Es ist ja wahr, schon früher gab es US-Präsidenten, deren Politik verheerende Folgen hatte. Man nehme nur George W.Bush, der zwei schlimme Kriege anzettelte, der in den Irak einmarschierte, weil er fälschlicherweise behauptete, dort würden chemische Waffen produziert. Der Krieg verwüstete das Land, kostete vielen Menschen das Leben. Auch der Einsatz in Afghanistan hat nichts gebracht, das Land am Hindukusch und die fremden Besatzer kommen nicht zur Ruhe, wie gerade wieder Deutschland schmerzlich feststellen musste. Bei einem Anschlag auf das deutsche Generalkonsulat in Masar-i-Sharif, verübt von einem Selbstmordattentäter, der sich in die Luft sprengte, wurden mehrere Menschen getötet und viele verletzt.

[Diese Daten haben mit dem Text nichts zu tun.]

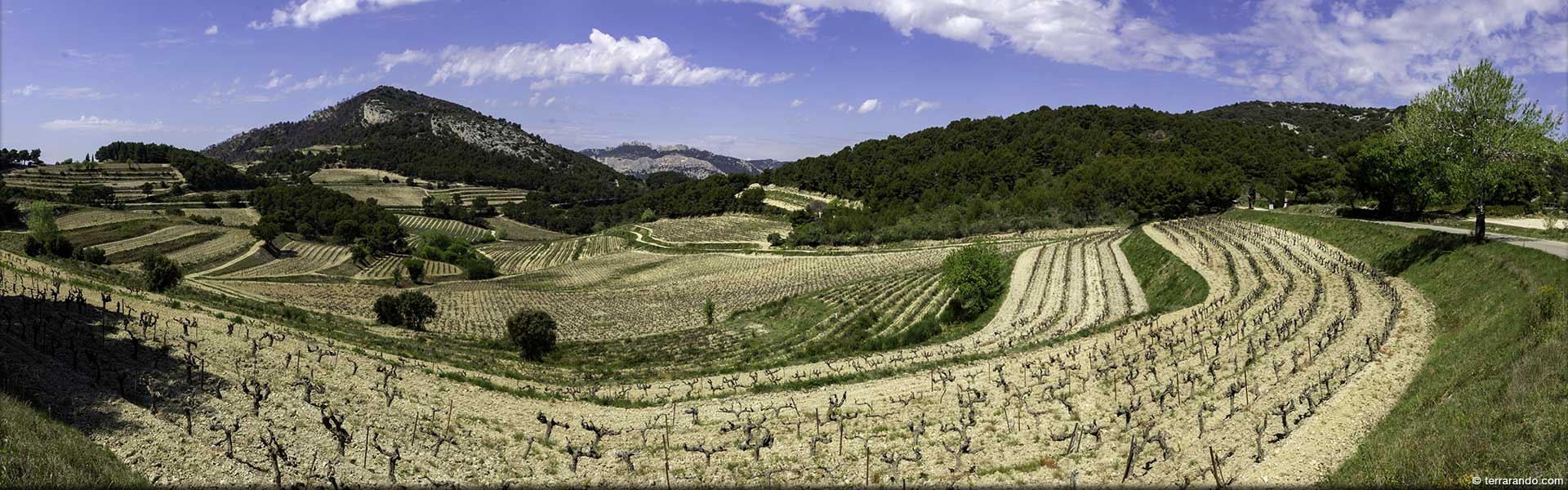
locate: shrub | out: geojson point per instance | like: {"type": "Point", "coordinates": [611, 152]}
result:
{"type": "Point", "coordinates": [532, 332]}
{"type": "Point", "coordinates": [91, 255]}
{"type": "Point", "coordinates": [416, 269]}
{"type": "Point", "coordinates": [979, 275]}
{"type": "Point", "coordinates": [412, 310]}
{"type": "Point", "coordinates": [160, 274]}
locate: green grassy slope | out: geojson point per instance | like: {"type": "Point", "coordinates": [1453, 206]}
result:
{"type": "Point", "coordinates": [1491, 398]}
{"type": "Point", "coordinates": [1167, 282]}
{"type": "Point", "coordinates": [38, 451]}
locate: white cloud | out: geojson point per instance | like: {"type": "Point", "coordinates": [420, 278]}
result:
{"type": "Point", "coordinates": [276, 81]}
{"type": "Point", "coordinates": [635, 61]}
{"type": "Point", "coordinates": [408, 56]}
{"type": "Point", "coordinates": [1290, 47]}
{"type": "Point", "coordinates": [921, 105]}
{"type": "Point", "coordinates": [862, 107]}
{"type": "Point", "coordinates": [76, 93]}
{"type": "Point", "coordinates": [95, 122]}
{"type": "Point", "coordinates": [311, 13]}
{"type": "Point", "coordinates": [795, 20]}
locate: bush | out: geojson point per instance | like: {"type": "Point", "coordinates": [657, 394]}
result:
{"type": "Point", "coordinates": [979, 277]}
{"type": "Point", "coordinates": [416, 269]}
{"type": "Point", "coordinates": [412, 310]}
{"type": "Point", "coordinates": [160, 274]}
{"type": "Point", "coordinates": [91, 255]}
{"type": "Point", "coordinates": [532, 332]}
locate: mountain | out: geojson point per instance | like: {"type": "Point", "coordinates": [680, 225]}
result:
{"type": "Point", "coordinates": [1324, 126]}
{"type": "Point", "coordinates": [430, 139]}
{"type": "Point", "coordinates": [642, 159]}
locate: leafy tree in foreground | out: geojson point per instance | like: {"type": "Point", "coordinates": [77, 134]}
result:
{"type": "Point", "coordinates": [1481, 126]}
{"type": "Point", "coordinates": [532, 332]}
{"type": "Point", "coordinates": [412, 310]}
{"type": "Point", "coordinates": [416, 269]}
{"type": "Point", "coordinates": [160, 274]}
{"type": "Point", "coordinates": [979, 274]}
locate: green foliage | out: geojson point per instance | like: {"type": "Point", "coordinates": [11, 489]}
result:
{"type": "Point", "coordinates": [201, 173]}
{"type": "Point", "coordinates": [41, 220]}
{"type": "Point", "coordinates": [1484, 131]}
{"type": "Point", "coordinates": [10, 158]}
{"type": "Point", "coordinates": [532, 332]}
{"type": "Point", "coordinates": [412, 310]}
{"type": "Point", "coordinates": [416, 269]}
{"type": "Point", "coordinates": [979, 277]}
{"type": "Point", "coordinates": [160, 274]}
{"type": "Point", "coordinates": [91, 195]}
{"type": "Point", "coordinates": [438, 245]}
{"type": "Point", "coordinates": [313, 209]}
{"type": "Point", "coordinates": [91, 255]}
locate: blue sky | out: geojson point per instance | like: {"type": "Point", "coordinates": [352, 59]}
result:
{"type": "Point", "coordinates": [780, 79]}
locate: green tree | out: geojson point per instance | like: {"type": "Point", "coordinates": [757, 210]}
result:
{"type": "Point", "coordinates": [412, 310]}
{"type": "Point", "coordinates": [1484, 131]}
{"type": "Point", "coordinates": [979, 277]}
{"type": "Point", "coordinates": [532, 332]}
{"type": "Point", "coordinates": [416, 269]}
{"type": "Point", "coordinates": [160, 274]}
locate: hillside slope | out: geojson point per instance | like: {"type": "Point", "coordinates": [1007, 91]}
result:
{"type": "Point", "coordinates": [436, 140]}
{"type": "Point", "coordinates": [642, 159]}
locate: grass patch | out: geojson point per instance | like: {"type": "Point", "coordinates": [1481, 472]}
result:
{"type": "Point", "coordinates": [1167, 282]}
{"type": "Point", "coordinates": [39, 451]}
{"type": "Point", "coordinates": [1491, 398]}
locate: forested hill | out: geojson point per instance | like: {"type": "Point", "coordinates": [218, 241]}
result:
{"type": "Point", "coordinates": [1324, 126]}
{"type": "Point", "coordinates": [430, 139]}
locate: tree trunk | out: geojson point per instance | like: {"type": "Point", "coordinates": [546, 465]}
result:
{"type": "Point", "coordinates": [1481, 222]}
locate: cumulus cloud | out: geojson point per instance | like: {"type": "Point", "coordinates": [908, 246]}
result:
{"type": "Point", "coordinates": [920, 105]}
{"type": "Point", "coordinates": [1348, 52]}
{"type": "Point", "coordinates": [386, 61]}
{"type": "Point", "coordinates": [862, 107]}
{"type": "Point", "coordinates": [637, 61]}
{"type": "Point", "coordinates": [795, 20]}
{"type": "Point", "coordinates": [311, 13]}
{"type": "Point", "coordinates": [95, 122]}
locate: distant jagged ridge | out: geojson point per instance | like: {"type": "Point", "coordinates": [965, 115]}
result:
{"type": "Point", "coordinates": [642, 159]}
{"type": "Point", "coordinates": [412, 134]}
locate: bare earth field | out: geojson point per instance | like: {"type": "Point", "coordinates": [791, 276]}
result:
{"type": "Point", "coordinates": [1272, 379]}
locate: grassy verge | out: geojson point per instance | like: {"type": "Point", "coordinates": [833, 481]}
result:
{"type": "Point", "coordinates": [38, 451]}
{"type": "Point", "coordinates": [1491, 398]}
{"type": "Point", "coordinates": [1167, 282]}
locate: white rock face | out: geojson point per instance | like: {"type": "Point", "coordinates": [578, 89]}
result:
{"type": "Point", "coordinates": [645, 165]}
{"type": "Point", "coordinates": [494, 137]}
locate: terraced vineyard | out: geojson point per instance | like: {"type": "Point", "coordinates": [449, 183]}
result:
{"type": "Point", "coordinates": [715, 229]}
{"type": "Point", "coordinates": [296, 258]}
{"type": "Point", "coordinates": [1275, 376]}
{"type": "Point", "coordinates": [453, 228]}
{"type": "Point", "coordinates": [126, 180]}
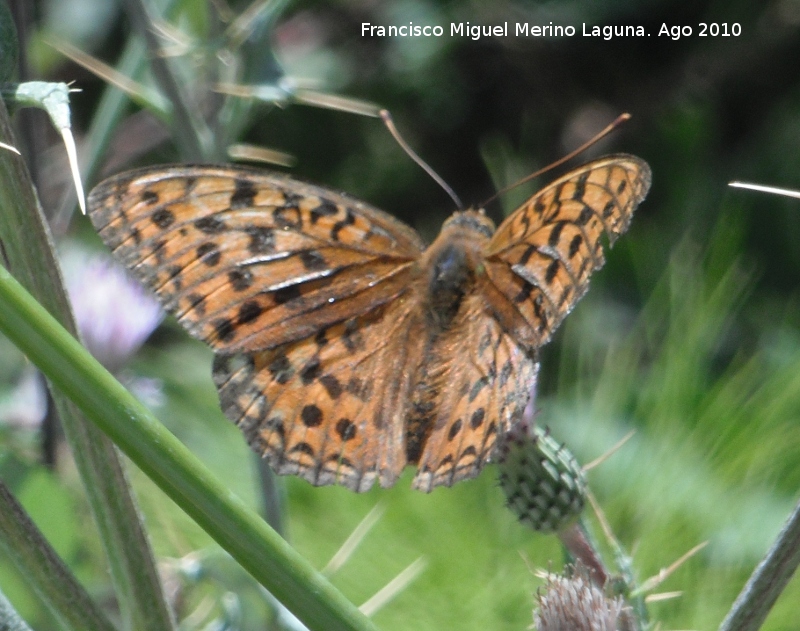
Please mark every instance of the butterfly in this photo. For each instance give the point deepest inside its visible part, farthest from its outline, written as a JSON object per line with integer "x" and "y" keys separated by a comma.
{"x": 344, "y": 348}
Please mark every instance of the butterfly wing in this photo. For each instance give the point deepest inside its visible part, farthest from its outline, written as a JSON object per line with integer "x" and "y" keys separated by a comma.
{"x": 536, "y": 267}
{"x": 483, "y": 389}
{"x": 297, "y": 289}
{"x": 539, "y": 261}
{"x": 331, "y": 408}
{"x": 248, "y": 260}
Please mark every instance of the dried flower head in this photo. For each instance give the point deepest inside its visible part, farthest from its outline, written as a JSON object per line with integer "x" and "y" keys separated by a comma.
{"x": 575, "y": 603}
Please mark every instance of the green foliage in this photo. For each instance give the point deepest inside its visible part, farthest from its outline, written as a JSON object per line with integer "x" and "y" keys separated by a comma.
{"x": 690, "y": 335}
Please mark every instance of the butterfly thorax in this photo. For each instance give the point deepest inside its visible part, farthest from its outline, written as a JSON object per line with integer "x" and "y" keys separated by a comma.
{"x": 451, "y": 264}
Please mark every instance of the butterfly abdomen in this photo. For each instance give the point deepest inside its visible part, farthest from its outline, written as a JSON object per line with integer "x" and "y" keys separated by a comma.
{"x": 451, "y": 263}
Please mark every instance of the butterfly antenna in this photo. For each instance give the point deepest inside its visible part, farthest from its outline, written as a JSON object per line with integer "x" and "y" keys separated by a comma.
{"x": 387, "y": 120}
{"x": 617, "y": 122}
{"x": 787, "y": 192}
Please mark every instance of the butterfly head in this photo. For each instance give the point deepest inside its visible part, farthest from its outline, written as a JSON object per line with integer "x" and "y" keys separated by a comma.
{"x": 466, "y": 220}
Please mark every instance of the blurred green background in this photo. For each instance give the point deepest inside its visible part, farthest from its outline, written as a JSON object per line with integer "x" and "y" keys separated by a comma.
{"x": 690, "y": 335}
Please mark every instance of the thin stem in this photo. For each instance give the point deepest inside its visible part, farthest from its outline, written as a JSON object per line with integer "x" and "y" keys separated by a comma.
{"x": 768, "y": 580}
{"x": 27, "y": 249}
{"x": 163, "y": 458}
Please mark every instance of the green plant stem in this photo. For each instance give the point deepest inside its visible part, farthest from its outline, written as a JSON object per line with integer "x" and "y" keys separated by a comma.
{"x": 191, "y": 132}
{"x": 260, "y": 550}
{"x": 44, "y": 571}
{"x": 768, "y": 580}
{"x": 26, "y": 247}
{"x": 9, "y": 618}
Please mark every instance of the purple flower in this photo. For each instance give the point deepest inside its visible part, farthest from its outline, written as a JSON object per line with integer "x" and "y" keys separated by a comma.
{"x": 114, "y": 314}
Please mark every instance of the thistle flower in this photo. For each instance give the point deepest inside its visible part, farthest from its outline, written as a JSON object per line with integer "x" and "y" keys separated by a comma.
{"x": 113, "y": 313}
{"x": 574, "y": 603}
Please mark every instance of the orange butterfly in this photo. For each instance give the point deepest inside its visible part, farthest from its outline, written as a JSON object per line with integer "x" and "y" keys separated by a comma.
{"x": 345, "y": 349}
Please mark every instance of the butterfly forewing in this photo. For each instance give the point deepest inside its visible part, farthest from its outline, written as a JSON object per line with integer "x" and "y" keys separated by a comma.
{"x": 540, "y": 259}
{"x": 343, "y": 351}
{"x": 249, "y": 260}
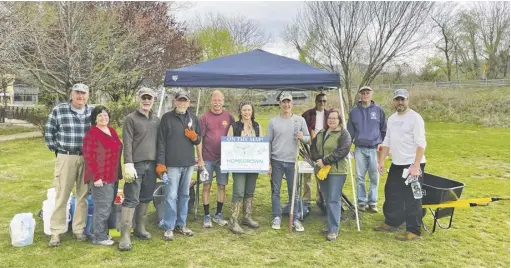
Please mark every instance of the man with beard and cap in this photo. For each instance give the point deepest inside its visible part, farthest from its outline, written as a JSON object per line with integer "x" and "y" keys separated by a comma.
{"x": 367, "y": 126}
{"x": 139, "y": 135}
{"x": 178, "y": 133}
{"x": 406, "y": 137}
{"x": 315, "y": 119}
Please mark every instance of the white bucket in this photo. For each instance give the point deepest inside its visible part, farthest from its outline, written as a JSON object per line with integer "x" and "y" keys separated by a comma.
{"x": 22, "y": 229}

Ruf nach einem einigen Europa
Europa müsse sich auf seine eigene Stärke, auf seine Werte besinnen, es müsse endlich erwachsen und selbständig werden, selbstbewusster, aber eben auch geschlossener auftreten. Diese Forderungen hören wir seit der Wahl. Und sie sind ja auch richtig, weil ein Land allein es nicht schafft in der globalisierten Welt, eine Entwicklung, die nicht zurückzudrehen ist, weder Deutschland noch Frankreich, und Polen oder Ungarn schon gar nicht. Die EU müsste sich endlich als eine Einheit sehen, die die Vielfalt respektiert. Wenn das so käme, hätten wir die richtigen Konsequenzen aus der Wahl Trumps gezogen.